Combined in-situ STM and XRD study on reactive surfaces on electrochemical control
Zajonz, Hubert; Dosch, Helmut; Gentz, Knud; Hümann, Sascha; Wandelt, Klaus; Broekmann, Peter
Germany

Copper is one of the key materials of the twenty-first century and has attracted tremendous attention over the last two decades due to its nowadays realized application as silicon chip interconnect material. A particular scientific goal of this contribution is to achieve a more sophisticated understanding of the interaction of electrosorbed halide ad-layers with copper electrodes and of the resulting geometric structures of its surface and interface on a microscopic scale. Our efforts are motivated by experiments demonstrating that already trace amounts of halides in combination with particular organic additives are sufficient in order to improve the copper plating processes. A full understanding of the atomic scale processes is still lacking due to missing structural data.
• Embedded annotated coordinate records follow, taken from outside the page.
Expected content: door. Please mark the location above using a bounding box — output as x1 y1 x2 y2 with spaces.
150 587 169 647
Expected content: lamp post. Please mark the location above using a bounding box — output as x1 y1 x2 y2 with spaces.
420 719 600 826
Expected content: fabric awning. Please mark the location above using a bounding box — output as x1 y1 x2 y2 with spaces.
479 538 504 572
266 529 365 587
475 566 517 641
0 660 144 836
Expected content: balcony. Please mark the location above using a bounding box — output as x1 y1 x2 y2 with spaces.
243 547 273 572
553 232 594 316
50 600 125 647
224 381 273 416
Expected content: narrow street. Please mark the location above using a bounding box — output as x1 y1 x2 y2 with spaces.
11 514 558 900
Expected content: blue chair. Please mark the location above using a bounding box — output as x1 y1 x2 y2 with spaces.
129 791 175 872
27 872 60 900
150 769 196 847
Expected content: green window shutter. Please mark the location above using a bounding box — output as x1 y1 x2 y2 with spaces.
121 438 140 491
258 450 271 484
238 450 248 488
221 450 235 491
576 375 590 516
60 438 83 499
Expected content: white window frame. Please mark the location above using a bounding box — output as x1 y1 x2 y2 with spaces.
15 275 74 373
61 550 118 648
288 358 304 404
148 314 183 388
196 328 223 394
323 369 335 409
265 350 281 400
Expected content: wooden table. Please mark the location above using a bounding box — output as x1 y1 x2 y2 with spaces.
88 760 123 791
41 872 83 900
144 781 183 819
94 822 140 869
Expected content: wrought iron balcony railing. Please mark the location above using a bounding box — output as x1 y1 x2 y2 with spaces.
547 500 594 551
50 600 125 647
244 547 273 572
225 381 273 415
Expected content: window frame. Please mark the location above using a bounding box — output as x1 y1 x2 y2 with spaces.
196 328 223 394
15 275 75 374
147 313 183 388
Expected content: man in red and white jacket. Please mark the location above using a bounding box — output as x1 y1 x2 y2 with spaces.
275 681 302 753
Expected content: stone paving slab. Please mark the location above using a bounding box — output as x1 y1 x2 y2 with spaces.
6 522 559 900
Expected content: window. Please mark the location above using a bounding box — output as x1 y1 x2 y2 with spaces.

The surface structure of Cu(100) surfaces modified by chloride and iodide have been studied in an electrochemical environment by means of in-situ scanning tunneling microscopy in combination with in-situ surface sensitive x-ray scattering with a particular focus on adsorbate and potential dependent surface relaxation effects. An extraordinary large Cu-Cl bond length of 2.63 Å is found for the (2×2)-Cl phase on the basis of diffraction data analysis at positive potentials close to the on-set of the copper dissolution reaction. This finding points to a largely ionic character of the Cu-Cl interaction on Cu(100) with chloride particles likely retaining their full charge upon adsorption. The ionic Cu-Cl bond will be discussed as the origin of the observed 2.2% outward relaxation between the first two copper layers. This result indicates that the bond between the first and the second copper layer is significantly weakened which seems to be the crucial prerequisite for the high surface mobility of copper-chloride species under electrochemical annealing conditions at these high potentials. With 2.51 Å the Cu-I bond is 4% shorter than the Cu-Cl bond implying that the nature of the Cu-I bond is mainly covalent. Accordingly, we observe a significant inward relaxation of the top Cu layers upon substituting chloride by iodide at the same electrode potential, which suggests that the iodide adsorption involves charge transfer from the halide to the copper substrate.